You can use a USB mic, but the same caveats apply as when using a laptop or desktop mic input: the frequency response may be optimised for voice use (and so roll off at LF and perhaps at HF also) and the signal/noise performance may be poor. Without something to compare the results against it is hard to know whether a mic input is useful or not, though on a USB mic the frequency response (or at least its extents) should be in the spec somewhere.


----------



## jlohl (Jun 6, 2007)

> So you DID get this to work well with REW?


yes, Micmate works fine with REW



> on a USB mic the frequency response should be in the spec


the Micmate and equivalent products are not usb mics : it's just an external soundboard with phantom power supply. Before using the Micmate, I measured the frequency response for my calibration : it was good enough for acoustic measurements. So the measurement quality depends only on the mic you use.


----------



## brucek (Apr 11, 2006)

> So the measurement quality depends only on the mic you use.


How are you able to do a soundcard calibration when using USB as the input?

brucek


----------



## alcalae (Jun 1, 2009)

"So the measurement quality depends only on the mic you use."

It's probably been told before but
Why can't i use, for example, an AKG perception 100, a MXL 2001 or overhead mics with the REW software instead of those pencil shaped measuring mic?
Aren't these flat enough?
What's the difference?


----------



## brucek (Apr 11, 2006)

> Aren't these flat enough?
> What's the difference?


Use any mic you wish as long as you have a mic calibration file that REW can use.

brucek


----------



## jlohl (Jun 6, 2007)

> How are you able to do a soundcard calibration when using USB as the input?


I connected a measurement generator (Audio Precision, Prism or equivalent) on the input of the mixmate and recorded a wav file. Then I analysed this file (frequency response, distortion). This response added to the cal file of the mic itself gives me the global cal file to use.


----------



## JohnM (Apr 11, 2006)

alcalae said:


> Why can't i use, for example, an AKG perception 100, a MXL 2001 or overhead mics with the REW software instead of those pencil shaped measuring mic?

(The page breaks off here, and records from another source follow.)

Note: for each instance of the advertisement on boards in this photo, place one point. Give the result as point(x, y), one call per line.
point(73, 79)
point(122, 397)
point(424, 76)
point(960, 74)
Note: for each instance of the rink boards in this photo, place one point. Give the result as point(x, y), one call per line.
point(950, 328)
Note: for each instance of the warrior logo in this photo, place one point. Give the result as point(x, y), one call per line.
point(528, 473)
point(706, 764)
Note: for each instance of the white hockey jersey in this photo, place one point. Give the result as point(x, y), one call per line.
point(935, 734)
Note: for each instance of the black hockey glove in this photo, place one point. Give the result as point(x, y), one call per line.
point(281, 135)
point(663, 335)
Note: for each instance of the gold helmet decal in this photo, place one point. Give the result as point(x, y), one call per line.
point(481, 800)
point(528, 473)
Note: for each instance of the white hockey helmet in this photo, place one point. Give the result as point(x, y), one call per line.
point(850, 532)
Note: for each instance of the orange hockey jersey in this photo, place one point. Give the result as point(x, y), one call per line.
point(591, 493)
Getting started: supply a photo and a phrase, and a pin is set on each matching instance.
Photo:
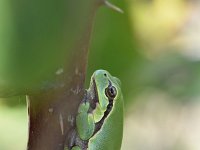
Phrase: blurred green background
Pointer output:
(154, 48)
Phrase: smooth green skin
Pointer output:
(109, 137)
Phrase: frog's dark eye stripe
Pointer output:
(111, 92)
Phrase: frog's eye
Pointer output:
(111, 92)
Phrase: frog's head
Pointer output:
(107, 89)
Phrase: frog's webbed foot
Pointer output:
(111, 6)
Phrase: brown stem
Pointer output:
(51, 113)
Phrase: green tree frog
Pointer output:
(99, 121)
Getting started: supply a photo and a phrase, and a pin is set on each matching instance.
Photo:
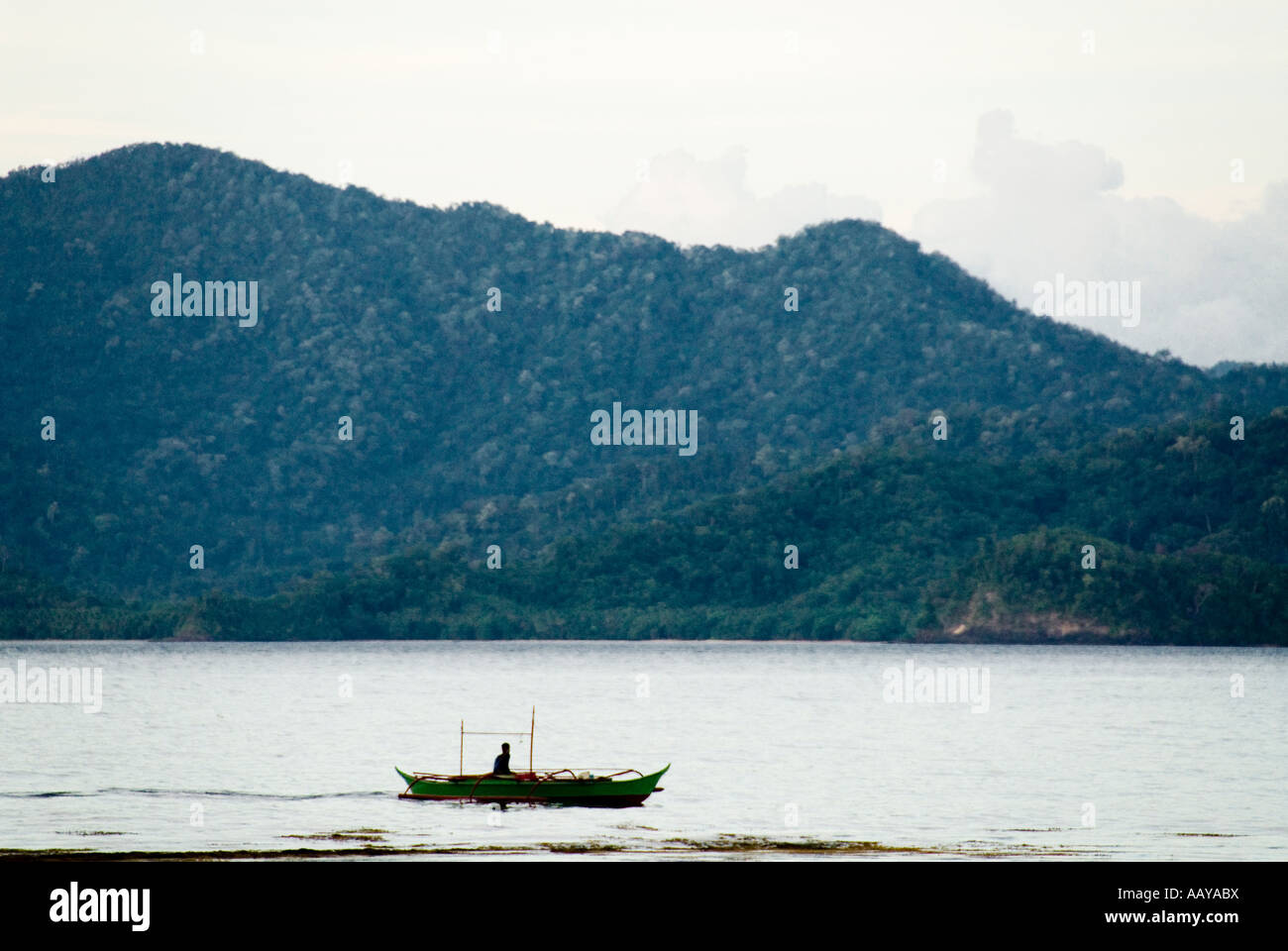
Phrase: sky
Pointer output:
(1138, 142)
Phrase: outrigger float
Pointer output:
(610, 789)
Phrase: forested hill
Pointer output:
(1176, 535)
(471, 424)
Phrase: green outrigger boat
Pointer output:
(553, 787)
(557, 788)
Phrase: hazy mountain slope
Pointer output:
(1189, 527)
(469, 425)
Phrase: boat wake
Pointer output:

The main difference between a measurement mic and a studio mic is usually the polar response. Measurement mics are omnidirectional, which allows them to capture the whole soundfield and makes them (fairly) insensitive to orientation. Studio mics are typically directional to varying degrees (cardiod, commonly) which means measurements taken with them will be very sensitive to the direction the mic is pointed and the contributions of the room coming from other directions will be atttenuated.


----------



## BowerR64 (Nov 4, 2009)

Wouldnt you want a microphone that emilates a persons ears? They have these dummy heads that have testing microhpnes in them for headphone testing i would think somthign similar to this would be ideal/ Even if its just 2 microphones in mono.


----------



## MatrixDweller (Jul 24, 2007)

I think with REW and general room acoustics you are looking to measure how the sound is behaving in the room and not how you perceive it with your ears. You could then make mathematical assumptions geared towards how it would be heard. It would be much harder, if not impossible, to do it the other way around with a directional mic.


----------



## BowerR64 (Nov 4, 2009)

MatrixDweller said:


> I think with REW and general room acoustics you are looking to measure how the sound is behaving in the room and not how you perceive it with your ears. You could then make mathematical assumptions geared towards how it would be heard. It would be much harder, if not impossible, to do it the other way around with a directional mic.


Yeah maybe thats being a little to critical?

Somthing like that might be better for the full range speakers? *shrugs*


----------



## glaufman (Nov 25, 2007)

BowerR64 said:


> Wouldnt you want a microphone that emilates a persons ears? They have these dummy heads that have testing microhpnes in them for headphone testing i would think somthign similar to this would be ideal/ Even if its just 2 microphones in mono.


Not really. Everyone hears slightly differently. If only because everyone's had different events in their lives that have damaged or not their hearing accordingly. If the idea is, first and foremost, accuracy, you want the test equipment to be as neutral as possible. Ears, are anything but.

It sounds like you're wandering (unintentionally) towards the old loudness switches, that tried to contour the FR to mimic the the equal loudness curves... not necessarily a bad goal, but not exactly easy to implement...


----------